Inside a List context (arr.eval
), the arguments to pl.col
are ignored, and pl.col
becomes an alias to pl.element
. Indeed, if we use pl.col("foobar")
, we get the same result.
>>> df.with_columns(pl.col('b').arr.eval(pl.element().dot(pl.col('foobar'))).alias('b.c'))
shape: (5, 3)
┌───────────┬───────────┬───────────┐
│ b ┆ c ┆ b.c │
│ --- ┆ --- ┆ --- │
│ list[i64] ┆ list[i64] ┆ list[i64] │
╞═══════════╪═══════════╪═══════════╡
│ [1, 2, 3] ┆ [1, 1, 1] ┆ [14] │
├╌╌╌╌╌╌╌╌╌╌╌┼╌╌╌╌╌╌╌╌╌╌╌┼╌╌╌╌╌╌╌╌╌╌╌┤
│ [2, 3] ┆ [2, 2] ┆ [13] │
├╌╌╌╌╌╌╌╌╌╌╌┼╌╌╌╌╌╌╌╌╌╌╌┼╌╌╌╌╌╌╌╌╌╌╌┤
│ [4] ┆ [4] ┆ [16] │
├╌╌╌╌╌╌╌╌╌╌╌┼╌╌╌╌╌╌╌╌╌╌╌┼╌╌╌╌╌╌╌╌╌╌╌┤
│ [1, 2, 3] ┆ [1, 5, 6] ┆ [14] │
├╌╌╌╌╌╌╌╌╌╌╌┼╌╌╌╌╌╌╌╌╌╌╌┼╌╌╌╌╌╌╌╌╌╌╌┤
│ [] ┆ [] ┆ [null] │
└───────────┴───────────┴───────────┘
As such, inside a List context for a particular column, we cannot directly access values from other columns.

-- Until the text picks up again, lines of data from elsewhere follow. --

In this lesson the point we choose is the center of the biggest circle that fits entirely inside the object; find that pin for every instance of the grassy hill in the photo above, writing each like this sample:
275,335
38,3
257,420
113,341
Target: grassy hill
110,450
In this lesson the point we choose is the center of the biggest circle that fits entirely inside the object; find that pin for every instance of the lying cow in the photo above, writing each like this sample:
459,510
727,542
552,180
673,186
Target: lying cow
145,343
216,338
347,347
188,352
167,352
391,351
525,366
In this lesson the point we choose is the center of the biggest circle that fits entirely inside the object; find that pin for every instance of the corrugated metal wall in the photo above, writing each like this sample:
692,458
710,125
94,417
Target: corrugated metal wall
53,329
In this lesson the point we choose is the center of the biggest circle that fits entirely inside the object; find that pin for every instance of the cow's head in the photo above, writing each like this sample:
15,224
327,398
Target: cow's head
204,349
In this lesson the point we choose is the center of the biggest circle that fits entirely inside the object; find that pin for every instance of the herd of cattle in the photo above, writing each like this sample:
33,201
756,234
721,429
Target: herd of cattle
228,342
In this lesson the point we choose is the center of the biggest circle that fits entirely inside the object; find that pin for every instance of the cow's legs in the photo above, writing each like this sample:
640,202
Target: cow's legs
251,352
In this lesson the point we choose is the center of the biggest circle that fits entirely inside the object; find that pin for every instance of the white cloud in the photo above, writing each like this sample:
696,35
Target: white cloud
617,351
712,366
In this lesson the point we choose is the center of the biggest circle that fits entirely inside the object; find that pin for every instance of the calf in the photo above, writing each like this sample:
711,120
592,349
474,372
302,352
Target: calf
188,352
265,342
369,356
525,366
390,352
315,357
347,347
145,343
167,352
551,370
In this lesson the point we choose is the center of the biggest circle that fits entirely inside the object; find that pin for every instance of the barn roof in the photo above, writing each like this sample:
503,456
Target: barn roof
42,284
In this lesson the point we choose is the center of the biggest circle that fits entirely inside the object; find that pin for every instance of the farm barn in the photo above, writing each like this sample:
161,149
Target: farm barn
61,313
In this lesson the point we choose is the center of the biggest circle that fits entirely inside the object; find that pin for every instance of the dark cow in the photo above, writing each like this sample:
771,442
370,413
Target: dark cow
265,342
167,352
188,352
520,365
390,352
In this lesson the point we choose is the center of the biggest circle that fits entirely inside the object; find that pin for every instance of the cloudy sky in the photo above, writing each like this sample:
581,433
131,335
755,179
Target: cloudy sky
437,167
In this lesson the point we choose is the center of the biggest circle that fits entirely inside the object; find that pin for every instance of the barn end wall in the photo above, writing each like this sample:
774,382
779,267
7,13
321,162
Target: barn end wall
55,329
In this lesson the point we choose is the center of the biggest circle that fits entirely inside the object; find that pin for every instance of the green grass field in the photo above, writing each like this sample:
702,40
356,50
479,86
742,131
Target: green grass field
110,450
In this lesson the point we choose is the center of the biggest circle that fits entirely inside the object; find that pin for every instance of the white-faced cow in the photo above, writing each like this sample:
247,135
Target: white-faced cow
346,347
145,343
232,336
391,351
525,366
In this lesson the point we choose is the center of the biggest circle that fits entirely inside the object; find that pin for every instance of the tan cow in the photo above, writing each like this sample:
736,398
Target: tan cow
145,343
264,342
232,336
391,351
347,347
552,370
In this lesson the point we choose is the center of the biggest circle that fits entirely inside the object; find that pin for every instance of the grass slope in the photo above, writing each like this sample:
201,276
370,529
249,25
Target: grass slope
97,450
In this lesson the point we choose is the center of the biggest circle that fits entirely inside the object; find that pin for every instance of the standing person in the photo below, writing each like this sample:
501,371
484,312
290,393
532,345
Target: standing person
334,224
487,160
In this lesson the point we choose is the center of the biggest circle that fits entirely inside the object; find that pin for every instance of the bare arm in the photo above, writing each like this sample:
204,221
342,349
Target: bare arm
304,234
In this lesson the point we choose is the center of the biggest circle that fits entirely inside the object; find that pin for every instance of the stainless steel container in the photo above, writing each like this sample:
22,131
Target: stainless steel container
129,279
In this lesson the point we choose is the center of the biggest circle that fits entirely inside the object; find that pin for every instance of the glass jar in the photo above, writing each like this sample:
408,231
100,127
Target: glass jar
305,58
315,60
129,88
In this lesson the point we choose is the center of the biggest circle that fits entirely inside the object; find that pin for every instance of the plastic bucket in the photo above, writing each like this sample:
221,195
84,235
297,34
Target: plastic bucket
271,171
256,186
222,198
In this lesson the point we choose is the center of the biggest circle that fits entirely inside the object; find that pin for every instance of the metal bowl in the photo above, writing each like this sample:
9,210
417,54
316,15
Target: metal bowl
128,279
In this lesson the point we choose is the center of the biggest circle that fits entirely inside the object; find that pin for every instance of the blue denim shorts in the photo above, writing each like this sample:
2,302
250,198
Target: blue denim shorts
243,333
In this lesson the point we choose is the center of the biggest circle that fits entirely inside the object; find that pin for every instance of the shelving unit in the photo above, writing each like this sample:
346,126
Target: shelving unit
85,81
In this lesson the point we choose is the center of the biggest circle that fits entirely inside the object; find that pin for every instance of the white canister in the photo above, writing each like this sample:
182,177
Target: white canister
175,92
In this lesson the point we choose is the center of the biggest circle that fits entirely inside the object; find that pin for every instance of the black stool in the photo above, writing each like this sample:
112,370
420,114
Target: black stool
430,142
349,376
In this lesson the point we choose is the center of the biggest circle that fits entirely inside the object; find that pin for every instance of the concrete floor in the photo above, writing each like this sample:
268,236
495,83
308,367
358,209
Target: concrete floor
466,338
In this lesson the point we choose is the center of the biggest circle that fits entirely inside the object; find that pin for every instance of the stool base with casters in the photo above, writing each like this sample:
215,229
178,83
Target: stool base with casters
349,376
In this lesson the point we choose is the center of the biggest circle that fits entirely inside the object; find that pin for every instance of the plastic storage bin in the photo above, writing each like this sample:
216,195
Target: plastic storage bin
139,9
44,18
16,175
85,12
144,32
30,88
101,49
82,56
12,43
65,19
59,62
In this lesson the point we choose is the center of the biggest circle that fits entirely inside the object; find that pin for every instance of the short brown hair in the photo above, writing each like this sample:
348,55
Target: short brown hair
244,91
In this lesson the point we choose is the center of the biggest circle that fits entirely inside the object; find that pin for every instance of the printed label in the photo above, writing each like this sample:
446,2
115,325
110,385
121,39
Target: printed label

I'll propose two rather RAM-hungry solutions, along with a way to tame the RAM requirements and still get great performance. (Far better than using apply
)
Two Solutions
Solution #1: Stack the Lists
One way around the issue above is to use arr.concat
to stack the two equal-sized lists into a single List. This way, all the necessary values for the dot
calculation are in one List.
To access the values from b
and c
, we can use slice
to address each half of the stacked List separately.
Because we are using arr.eval
, the result of our dot
computation is a column of type List, with one element (the dot product) in each List. To convert the List to a scalar, we can use arr.first
.
(
df
.with_column(
pl.col("b")
.arr.concat("c")
.arr.eval(
pl.element()
.slice(0, pl.count() // 2)
.dot(
pl.element()
.slice(pl.count() // 2, pl.count() // 2)
),
parallel=True
)
.arr.first()
.alias('result')
)
)
shape: (5, 3)
┌───────────┬───────────┬────────┐
│ b ┆ c ┆ result │
│ --- ┆ --- ┆ --- │
│ list[i64] ┆ list[i64] ┆ i64 │
╞═══════════╪═══════════╪════════╡
│ [1, 2, 3] ┆ [1, 1, 1] ┆ 6 │
├╌╌╌╌╌╌╌╌╌╌╌┼╌╌╌╌╌╌╌╌╌╌╌┼╌╌╌╌╌╌╌╌┤
│ [2, 3] ┆ [2, 2] ┆ 10 │
├╌╌╌╌╌╌╌╌╌╌╌┼╌╌╌╌╌╌╌╌╌╌╌┼╌╌╌╌╌╌╌╌┤
│ [4] ┆ [4] ┆ 16 │
├╌╌╌╌╌╌╌╌╌╌╌┼╌╌╌╌╌╌╌╌╌╌╌┼╌╌╌╌╌╌╌╌┤
│ [1, 2, 3] ┆ [1, 5, 6] ┆ 29 │
├╌╌╌╌╌╌╌╌╌╌╌┼╌╌╌╌╌╌╌╌╌╌╌┼╌╌╌╌╌╌╌╌┤
│ [] ┆ [] ┆ null │
└───────────┴───────────┴────────┘
Note the parallel=True
keyword. Although this greatly speeds up the algorithm by parallelizing the work, it also inflates the RAM requirements.
Solution #2: Explode
I realize that you specifically did not want this option. But we can tame the RAM requirements and still get great performance.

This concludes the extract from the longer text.